И если ты свою здесь не проявишь власть,
Не сможешь мне вернуть моей любимой страсть,
То сочинять стихи я брошу непременно,
От песен откажусь, забуду кубок пенный,
Засяду за Коран – увидишь ты,
Как я сижу за ним с утра до темноты.
Молиться я начну, поститься честь по чести,
И будет на уме одно лишь благочестье…»
Вот что я дьяволу сказал… прошло три дня —
Моя любимая пришла обнять меня.[10]
Имруулькайс обернулся, щуря большие зеленые глаза:
– Вот, Полдореа. А ты мне не верил… Им конец света не страшен. Они ко всему приспособятся – как тараканы…
Юнцы размахивали рукавами, требуя еще арбузного вина.
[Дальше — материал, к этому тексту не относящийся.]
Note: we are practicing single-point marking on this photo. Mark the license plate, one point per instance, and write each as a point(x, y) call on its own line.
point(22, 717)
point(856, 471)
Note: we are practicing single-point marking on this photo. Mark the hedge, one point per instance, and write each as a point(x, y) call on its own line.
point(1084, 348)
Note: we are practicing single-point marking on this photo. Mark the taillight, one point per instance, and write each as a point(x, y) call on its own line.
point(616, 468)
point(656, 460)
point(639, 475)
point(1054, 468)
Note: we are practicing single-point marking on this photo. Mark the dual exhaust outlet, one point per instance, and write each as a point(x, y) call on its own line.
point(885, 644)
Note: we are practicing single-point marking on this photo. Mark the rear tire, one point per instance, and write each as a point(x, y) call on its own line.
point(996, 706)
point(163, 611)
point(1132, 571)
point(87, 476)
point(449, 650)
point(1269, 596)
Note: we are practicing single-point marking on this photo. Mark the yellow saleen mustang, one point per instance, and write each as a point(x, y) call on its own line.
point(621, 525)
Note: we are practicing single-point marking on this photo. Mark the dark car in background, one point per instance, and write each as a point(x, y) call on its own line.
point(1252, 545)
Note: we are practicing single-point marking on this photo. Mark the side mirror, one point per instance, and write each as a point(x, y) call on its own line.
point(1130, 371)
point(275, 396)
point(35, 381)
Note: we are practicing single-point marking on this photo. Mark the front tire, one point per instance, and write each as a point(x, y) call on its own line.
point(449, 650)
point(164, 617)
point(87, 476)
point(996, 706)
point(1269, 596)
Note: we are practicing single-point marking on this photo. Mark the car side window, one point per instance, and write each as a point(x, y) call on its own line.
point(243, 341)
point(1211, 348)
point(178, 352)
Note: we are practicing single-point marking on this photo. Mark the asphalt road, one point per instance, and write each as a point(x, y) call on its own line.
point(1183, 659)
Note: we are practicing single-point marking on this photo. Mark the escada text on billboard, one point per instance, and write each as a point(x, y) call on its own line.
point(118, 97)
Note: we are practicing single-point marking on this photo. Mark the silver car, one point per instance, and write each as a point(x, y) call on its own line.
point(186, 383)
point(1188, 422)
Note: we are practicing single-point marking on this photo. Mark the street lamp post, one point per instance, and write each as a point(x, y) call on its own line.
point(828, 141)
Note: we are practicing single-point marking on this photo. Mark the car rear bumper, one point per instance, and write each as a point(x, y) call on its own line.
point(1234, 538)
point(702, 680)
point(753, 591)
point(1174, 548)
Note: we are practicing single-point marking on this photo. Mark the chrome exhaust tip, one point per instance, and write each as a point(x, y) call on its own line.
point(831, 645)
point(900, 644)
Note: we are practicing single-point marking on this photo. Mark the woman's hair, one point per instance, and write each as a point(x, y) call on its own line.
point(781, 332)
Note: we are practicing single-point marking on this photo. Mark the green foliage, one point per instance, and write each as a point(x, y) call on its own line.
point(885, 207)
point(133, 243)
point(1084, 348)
Абу Нувас, покачиваясь, раскланивался, прижимая к груди отягощенную огромными перстнями руку.
Тарег отхлебнул из чашки, сморщился и, сплюнув гадкую жидкость, ответил:
– Это просто идиот, Имру. К тому же пьяный.
– Я б даже сказал – непросыхающий, – подал голос Митама.
Стайка молодежи вокруг придворного поэта гомонила и толкалась. Опасливо поглядывающие купцы подхватили кувшин и принялись оттаскивать подальше свой ковер.
Кот поднялся и потянулся, вытягивая передние лапы. И заметил:
– Знаешь, Полдореа, что мне более всего непонятно в этой жизни?
Тарег вежливо поднял брови.
– Почему им все сходит с рук, а? – зло прошипел джинн. – Вот смотри: этот придурок надекламировал сейчас на такой счет в аду – и ничего! Ничего! А ты? Ты решил проучить распустившего руки слабоумного засранца-мужеложца – и что? Тебя ангелы… – тут кот поднял голову и оскалился в небо, – …вздернули в петельке так, что на шее до сих пор след остался. Потому что, видите ли, Кля-аатва у тебя… Догово-ооор… А у людей? А?! У них договора – нет, что ли?!..
– Не знаю, Имру, – вздохнул Тарег.
Потрогал подживающее горло и выплеснул содержимое чашки на оранжевые цветы у ступеней айвана.
– Да срал я всем этим ангелам прямо на середину темечка, – прошипел Имруулькайс и, задрав лапу вверх, принялся вылизываться.
Нерегиль криво улыбнулся.
И снова зажмурился, подставляя лицо солнцу.
Тут из сада донеслись громкие крики, смех – и запинающийся, пьяный голос Абу Нуваса:
– Снова изъявляю тебе почтение, о обладатель светлого лика! Не соизволишь ли ты почтить нас новой декламацией, о Утайба ибн Науфаль?